When company bosses and managers have worked in a profession for years it’s natural that large parts of their day-to-day work become second nature.
Decades of experience can become ingrained and as long as this is complemented by ongoing training to ensure you’re continuing to meet the latest rules and regulations it can be invaluable to an organisation.
However, it can sometimes blind bosses and managers to the potential pitfalls and hazards that younger members of their team may be facing. When you’ve worked in a job for a long time the safe way of doing things can seem so obvious that it can be difficult to remember the correct way of working may not always be clear to trainees and apprentices who are at the beginning of their careers.
We were recently reminded of the potential perils apprentices can face by two cases which were reported on by the Health and Safety Executive (HSE).
In the first case, a manufacturing company was fined after an apprentice’s hand became caught in machinery.
Manchester Magistrates’ Court heard on 21 November 2018, a 17-year-old apprentice, who had been working at Amber Industries Limited in Oldham for 18 months, was reaming work pieces using an unguarded pillar drill whilst wearing gloves. The glove on his right hand became entangled in the drill bit resulting in three of his fingers being severed.

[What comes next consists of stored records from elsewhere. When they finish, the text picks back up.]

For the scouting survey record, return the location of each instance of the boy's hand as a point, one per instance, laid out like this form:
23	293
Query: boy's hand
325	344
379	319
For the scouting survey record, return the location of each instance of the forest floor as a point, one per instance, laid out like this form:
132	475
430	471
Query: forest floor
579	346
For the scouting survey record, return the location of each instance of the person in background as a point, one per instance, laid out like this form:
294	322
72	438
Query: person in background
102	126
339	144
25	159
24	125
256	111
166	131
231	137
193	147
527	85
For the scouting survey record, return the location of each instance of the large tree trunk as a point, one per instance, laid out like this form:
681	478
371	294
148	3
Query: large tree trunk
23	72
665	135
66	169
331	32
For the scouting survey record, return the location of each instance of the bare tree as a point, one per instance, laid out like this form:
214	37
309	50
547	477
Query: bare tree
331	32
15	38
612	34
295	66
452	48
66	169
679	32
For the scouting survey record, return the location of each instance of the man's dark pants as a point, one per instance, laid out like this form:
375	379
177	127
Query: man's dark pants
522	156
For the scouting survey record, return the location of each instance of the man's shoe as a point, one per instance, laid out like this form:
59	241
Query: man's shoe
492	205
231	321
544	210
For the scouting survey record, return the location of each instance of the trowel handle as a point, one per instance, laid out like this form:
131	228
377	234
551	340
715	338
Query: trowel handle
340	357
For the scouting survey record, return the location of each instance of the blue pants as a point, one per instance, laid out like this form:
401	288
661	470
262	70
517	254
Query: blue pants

An investigation by the HSE found there were no guards in place to prevent access to rotating parts and that the company had failed to provide suitable information, instruction and training to the apprentice, including clear instructions not to wear gloves. They also failed to provide adequate supervision and monitoring.
Amber Industries Limited of Crompton Street, Chadderton, Oldham, pleaded guilty to breaching Section 2(1) of the Health and Safety at Work etc Act 1974. The company was fined £52,500 and ordered to pay costs of £14,442.
A few days later, the HSE reported on a separate court case in which Herefordshire-based construction company, Greenway Partnership Limited, was fined after an apprentice electrician fell two metres during the demolition of part of a school premises.
Bristol Magistrates Court heard on 8 February 2018, the apprentice electrician fell from height, and suffered facial and head injuries. He was in the process of removing the flat roof of Block 2 Lydney CofE Community School in Lyndney when the incident occurred.
An investigation by the HSE found the Greenway Partnership Limited did not adequately plan for the removal of the flat roof. Operatives had not been trained in working at height or demolition, and there was inadequate supervision of the work. As a result, no measures were put in place at the time to prevent or mitigate a fall.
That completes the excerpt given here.